Not long after this, the phone rings. A high-pitched voice on the other end says: "I've had a really weird experience!"
This is Professor Richard Wiseman, calling as a wind-up. A KPU alumnus and organiser of the forthcoming science festival event, he's a media star, and even more sceptical than his partner Watt.
If anything, the KPU goes too far in its efforts to be seen as credible. They have a policy, for instance, of not testing the psychic abilities of anyone who rings up claiming to be psychic. Watt would rather test for such abilities within a large group of people who make no special claims. "People who want to be proven to be psychic have a vested interest, and that leaves you open to potential cheating. They may find a way around your experimental protocols."
That makes sense, certainly, but if I wanted to find a dog with fleas I'd start with the mutt that was scratching.
Parapsychologists must be careful, though, not to leave an open goal for those who would portray them as cranks. Critics within the psychological mainstream question parapsychology's legitimacy, much as doctors do with alternative medicine. In European universities, however, the subject has an increasing profile, and KPU staff are bullish in their defence of their field.
"Why should it be dismissed as pseudo-science?" asks Dr Peter Lamont, a former magician, now a KPU lecturer whose shelves are filled with binders marked "Tarot", "Mesmerism" and "Victorian Spiritualism". He also has a black labrador lying under his desk. "It's experimental, it's quantitative, it tests hypotheses. In what sense is that not scientific?"
He pauses. "Sorry," he says. "I think my dog has farted."
As the unit that takes his name increases in respectability, the late writer Arthur Koestler's own reputation has become tarnished – it is claimed that he raped and beat women. In response, and in light of the fact that women's groups threatened to deface it, his bronze bust has been removed from public display and is now in the library.

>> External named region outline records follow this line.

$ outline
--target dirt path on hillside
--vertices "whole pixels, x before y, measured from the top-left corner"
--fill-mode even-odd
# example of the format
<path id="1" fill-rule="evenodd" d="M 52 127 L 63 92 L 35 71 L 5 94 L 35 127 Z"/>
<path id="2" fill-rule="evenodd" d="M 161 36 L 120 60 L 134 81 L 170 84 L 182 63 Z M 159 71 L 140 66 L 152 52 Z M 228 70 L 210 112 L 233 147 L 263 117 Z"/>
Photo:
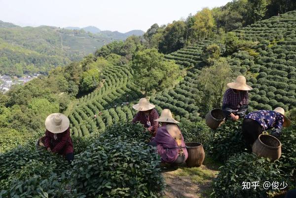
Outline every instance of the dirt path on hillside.
<path id="1" fill-rule="evenodd" d="M 166 184 L 165 198 L 206 198 L 212 193 L 211 184 L 218 173 L 219 165 L 206 159 L 199 167 L 188 168 L 185 164 L 179 167 L 163 168 Z"/>

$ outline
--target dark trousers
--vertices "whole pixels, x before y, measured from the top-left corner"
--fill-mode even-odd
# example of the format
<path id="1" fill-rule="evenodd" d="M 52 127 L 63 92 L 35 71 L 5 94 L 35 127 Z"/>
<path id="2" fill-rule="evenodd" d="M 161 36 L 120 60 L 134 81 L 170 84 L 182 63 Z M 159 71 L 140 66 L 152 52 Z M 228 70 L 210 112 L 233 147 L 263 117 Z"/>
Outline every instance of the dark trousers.
<path id="1" fill-rule="evenodd" d="M 226 106 L 223 106 L 222 107 L 222 111 L 224 114 L 225 115 L 225 117 L 226 118 L 228 118 L 229 115 L 233 113 L 235 115 L 237 115 L 239 116 L 240 118 L 244 118 L 245 115 L 246 115 L 246 113 L 248 110 L 248 105 L 243 106 L 240 107 L 237 112 L 234 112 L 233 109 L 231 109 Z"/>
<path id="2" fill-rule="evenodd" d="M 242 125 L 243 136 L 248 144 L 253 144 L 262 133 L 262 127 L 257 121 L 244 119 Z"/>
<path id="3" fill-rule="evenodd" d="M 296 190 L 291 190 L 291 191 L 289 191 L 285 197 L 285 198 L 296 198 Z"/>

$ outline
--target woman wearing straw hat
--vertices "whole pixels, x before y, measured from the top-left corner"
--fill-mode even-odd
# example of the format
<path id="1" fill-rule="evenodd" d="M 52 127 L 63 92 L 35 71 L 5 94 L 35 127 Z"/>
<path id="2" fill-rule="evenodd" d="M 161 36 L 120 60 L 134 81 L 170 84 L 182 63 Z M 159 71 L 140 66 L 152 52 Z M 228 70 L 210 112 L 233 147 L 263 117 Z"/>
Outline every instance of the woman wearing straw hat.
<path id="1" fill-rule="evenodd" d="M 239 76 L 236 80 L 228 83 L 229 89 L 226 90 L 223 97 L 222 110 L 226 118 L 236 121 L 243 117 L 248 110 L 248 91 L 253 88 L 247 84 L 246 78 Z"/>
<path id="2" fill-rule="evenodd" d="M 139 111 L 139 112 L 135 116 L 132 122 L 135 123 L 139 121 L 153 137 L 156 134 L 158 128 L 158 122 L 155 120 L 159 117 L 154 107 L 155 106 L 150 103 L 145 98 L 140 99 L 139 103 L 133 106 L 133 108 Z"/>
<path id="3" fill-rule="evenodd" d="M 273 111 L 251 112 L 243 120 L 242 130 L 247 143 L 253 144 L 263 131 L 273 128 L 270 135 L 278 137 L 283 126 L 288 127 L 291 123 L 291 120 L 285 116 L 284 109 L 277 107 Z"/>
<path id="4" fill-rule="evenodd" d="M 164 162 L 174 164 L 182 163 L 187 159 L 188 153 L 184 138 L 170 110 L 162 110 L 160 117 L 156 121 L 161 122 L 156 136 L 149 145 L 155 146 L 158 154 Z"/>
<path id="5" fill-rule="evenodd" d="M 46 150 L 62 155 L 70 162 L 74 159 L 73 144 L 70 137 L 69 119 L 61 114 L 52 114 L 45 119 L 45 136 L 39 139 L 38 145 Z"/>

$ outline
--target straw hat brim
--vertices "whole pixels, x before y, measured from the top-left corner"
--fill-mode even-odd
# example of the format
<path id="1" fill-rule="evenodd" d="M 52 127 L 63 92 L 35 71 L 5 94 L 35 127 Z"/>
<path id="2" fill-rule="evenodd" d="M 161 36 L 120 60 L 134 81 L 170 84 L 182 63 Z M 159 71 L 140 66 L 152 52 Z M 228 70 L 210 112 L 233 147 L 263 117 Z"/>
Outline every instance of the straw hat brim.
<path id="1" fill-rule="evenodd" d="M 229 82 L 227 86 L 231 89 L 241 90 L 242 91 L 249 91 L 252 90 L 253 88 L 247 84 L 240 84 L 236 82 Z"/>
<path id="2" fill-rule="evenodd" d="M 154 119 L 155 121 L 157 121 L 161 122 L 170 122 L 170 123 L 175 123 L 177 124 L 177 123 L 179 123 L 179 121 L 177 121 L 176 119 L 173 118 L 159 118 L 158 119 Z"/>
<path id="3" fill-rule="evenodd" d="M 53 118 L 56 115 L 60 115 L 62 122 L 59 125 L 56 125 L 53 122 Z M 64 115 L 58 113 L 50 114 L 45 119 L 45 128 L 53 133 L 60 133 L 66 131 L 70 125 L 70 121 Z"/>
<path id="4" fill-rule="evenodd" d="M 133 108 L 134 108 L 134 109 L 141 112 L 150 110 L 151 109 L 154 109 L 155 107 L 155 106 L 151 103 L 148 104 L 145 106 L 140 106 L 139 104 L 136 104 L 134 105 L 133 105 Z"/>
<path id="5" fill-rule="evenodd" d="M 281 113 L 280 113 L 280 114 Z M 290 126 L 291 125 L 291 120 L 290 120 L 290 119 L 284 114 L 281 114 L 284 117 L 284 123 L 283 124 L 283 126 L 284 127 L 288 127 Z"/>

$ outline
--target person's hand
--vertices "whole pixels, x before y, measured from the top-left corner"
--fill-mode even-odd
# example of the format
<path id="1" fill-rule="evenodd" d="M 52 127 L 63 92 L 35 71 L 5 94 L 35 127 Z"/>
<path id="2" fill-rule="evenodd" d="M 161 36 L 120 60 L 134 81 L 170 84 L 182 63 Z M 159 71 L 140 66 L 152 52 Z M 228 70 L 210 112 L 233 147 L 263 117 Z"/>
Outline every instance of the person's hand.
<path id="1" fill-rule="evenodd" d="M 235 116 L 234 116 L 234 114 L 231 113 L 229 116 L 232 121 L 235 121 Z"/>

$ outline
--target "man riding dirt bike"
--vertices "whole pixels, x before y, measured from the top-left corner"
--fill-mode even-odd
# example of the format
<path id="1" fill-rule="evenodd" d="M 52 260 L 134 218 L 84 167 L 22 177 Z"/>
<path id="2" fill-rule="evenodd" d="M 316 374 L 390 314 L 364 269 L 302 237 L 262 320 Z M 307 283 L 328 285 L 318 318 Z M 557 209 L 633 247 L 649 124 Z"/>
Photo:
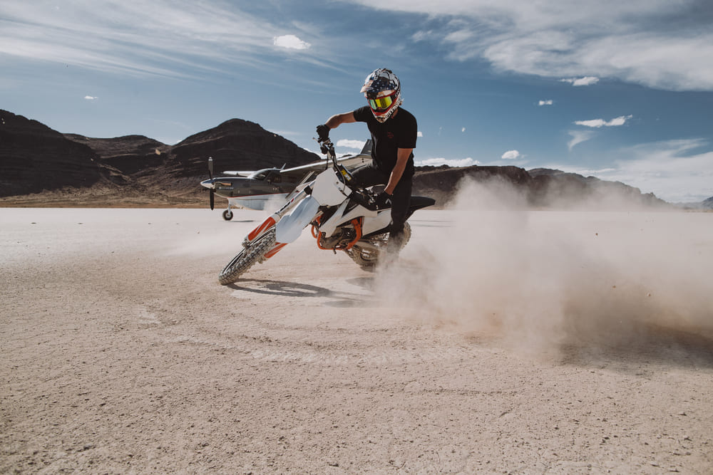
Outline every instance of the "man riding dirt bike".
<path id="1" fill-rule="evenodd" d="M 356 186 L 352 173 L 337 161 L 329 139 L 321 147 L 327 156 L 327 169 L 298 185 L 282 207 L 245 236 L 242 250 L 220 273 L 220 283 L 232 283 L 255 263 L 265 261 L 296 241 L 310 224 L 320 249 L 334 254 L 344 251 L 367 271 L 376 267 L 389 246 L 391 209 L 377 202 L 378 196 L 371 190 Z M 435 203 L 432 198 L 411 197 L 405 219 Z M 396 251 L 411 237 L 408 223 L 402 232 Z"/>
<path id="2" fill-rule="evenodd" d="M 401 107 L 404 99 L 401 82 L 393 72 L 381 68 L 374 70 L 361 86 L 368 105 L 356 110 L 332 115 L 324 125 L 318 125 L 320 140 L 329 137 L 329 130 L 341 124 L 354 122 L 366 123 L 374 144 L 371 165 L 354 173 L 354 180 L 361 187 L 376 184 L 386 187 L 379 195 L 381 204 L 391 202 L 391 229 L 388 251 L 395 258 L 404 238 L 404 225 L 414 178 L 414 154 L 418 128 L 416 118 Z"/>
<path id="3" fill-rule="evenodd" d="M 297 239 L 310 224 L 319 249 L 344 251 L 366 270 L 374 269 L 384 251 L 393 260 L 408 242 L 411 227 L 406 219 L 436 202 L 411 196 L 416 118 L 399 108 L 401 83 L 388 69 L 366 76 L 361 92 L 368 106 L 333 115 L 317 127 L 328 169 L 296 188 L 294 197 L 288 197 L 280 209 L 247 235 L 243 250 L 220 273 L 221 283 L 235 282 L 255 262 Z M 338 163 L 329 135 L 341 124 L 357 121 L 366 122 L 371 134 L 372 160 L 352 174 Z M 376 184 L 386 185 L 378 195 L 367 189 Z"/>

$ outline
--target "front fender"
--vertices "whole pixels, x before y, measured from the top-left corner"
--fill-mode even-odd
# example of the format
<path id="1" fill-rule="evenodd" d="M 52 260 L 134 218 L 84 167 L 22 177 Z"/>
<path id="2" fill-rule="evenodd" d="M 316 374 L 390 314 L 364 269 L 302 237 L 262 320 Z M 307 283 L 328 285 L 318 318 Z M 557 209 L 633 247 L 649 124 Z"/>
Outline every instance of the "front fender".
<path id="1" fill-rule="evenodd" d="M 312 222 L 319 209 L 319 204 L 312 197 L 300 202 L 292 213 L 283 216 L 275 225 L 277 241 L 288 244 L 297 241 L 302 234 L 302 229 Z"/>

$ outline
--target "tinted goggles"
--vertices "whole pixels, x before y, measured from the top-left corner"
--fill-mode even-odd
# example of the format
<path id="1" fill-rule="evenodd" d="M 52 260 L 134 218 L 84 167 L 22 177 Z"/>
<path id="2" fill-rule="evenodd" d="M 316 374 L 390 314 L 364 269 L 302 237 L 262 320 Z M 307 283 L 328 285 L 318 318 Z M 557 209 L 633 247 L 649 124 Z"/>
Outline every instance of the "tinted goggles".
<path id="1" fill-rule="evenodd" d="M 376 99 L 367 99 L 369 106 L 374 110 L 386 110 L 394 103 L 394 95 L 385 95 Z"/>

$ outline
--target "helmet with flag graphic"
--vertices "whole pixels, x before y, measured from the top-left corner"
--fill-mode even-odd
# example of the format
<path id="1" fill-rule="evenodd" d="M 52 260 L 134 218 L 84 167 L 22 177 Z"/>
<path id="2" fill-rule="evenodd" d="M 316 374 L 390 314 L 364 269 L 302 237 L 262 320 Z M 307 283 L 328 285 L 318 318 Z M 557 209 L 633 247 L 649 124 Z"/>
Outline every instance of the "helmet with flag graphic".
<path id="1" fill-rule="evenodd" d="M 386 122 L 403 102 L 399 78 L 386 68 L 376 69 L 366 76 L 360 92 L 364 93 L 379 122 Z"/>

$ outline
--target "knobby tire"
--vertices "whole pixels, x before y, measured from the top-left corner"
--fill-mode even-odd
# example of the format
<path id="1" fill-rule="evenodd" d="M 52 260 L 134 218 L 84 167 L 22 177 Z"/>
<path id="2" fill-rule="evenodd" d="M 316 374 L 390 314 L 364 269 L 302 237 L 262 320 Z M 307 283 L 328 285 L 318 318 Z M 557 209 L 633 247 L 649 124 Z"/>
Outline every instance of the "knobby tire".
<path id="1" fill-rule="evenodd" d="M 265 254 L 275 246 L 275 228 L 273 226 L 247 247 L 243 248 L 222 270 L 218 276 L 218 281 L 227 286 L 239 279 L 256 262 L 262 260 Z"/>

I ask Watt whether she feels uncomfortable with it. "No," she replies. "I can separate his biography from the parapsychology. And he's paying my salary. Whether or not you like some of his views, we are benefiting academically from his bequest."
Koestler committed suicide in 1983, together with his third wife Cynthia, and they bequeathed their entire estate for the establishment of a chair in parapsychology at a British university. Apparently, his interest in the subject began when, circa 1915, a can of beans exploded inexplicably and knocked him senseless.
Very few establishments bid for his money. The potential damage to their credibility was too great a risk. But Edinburgh University was keen, so in 1985 the Koestler chair was filled by Professor Robert Morris, who held the position until his death in 2004. Since then, the KPU has shrunk in size and doesn't have the funding to take on the many students who want to do a PhD there. There is massive public interest in the subject area, fuelled in part by the popularity of Most Haunted and other television shows which purport to investigate the paranormal.
"Oh, I can't bear watching those," Watt shudders. "I got a phone call asking would I take part in this programme called I'm Famous And I'm Frightened. But I've only got so many hours in the day, and I'm not going to spend them sitting in a dark room waiting for ghosts."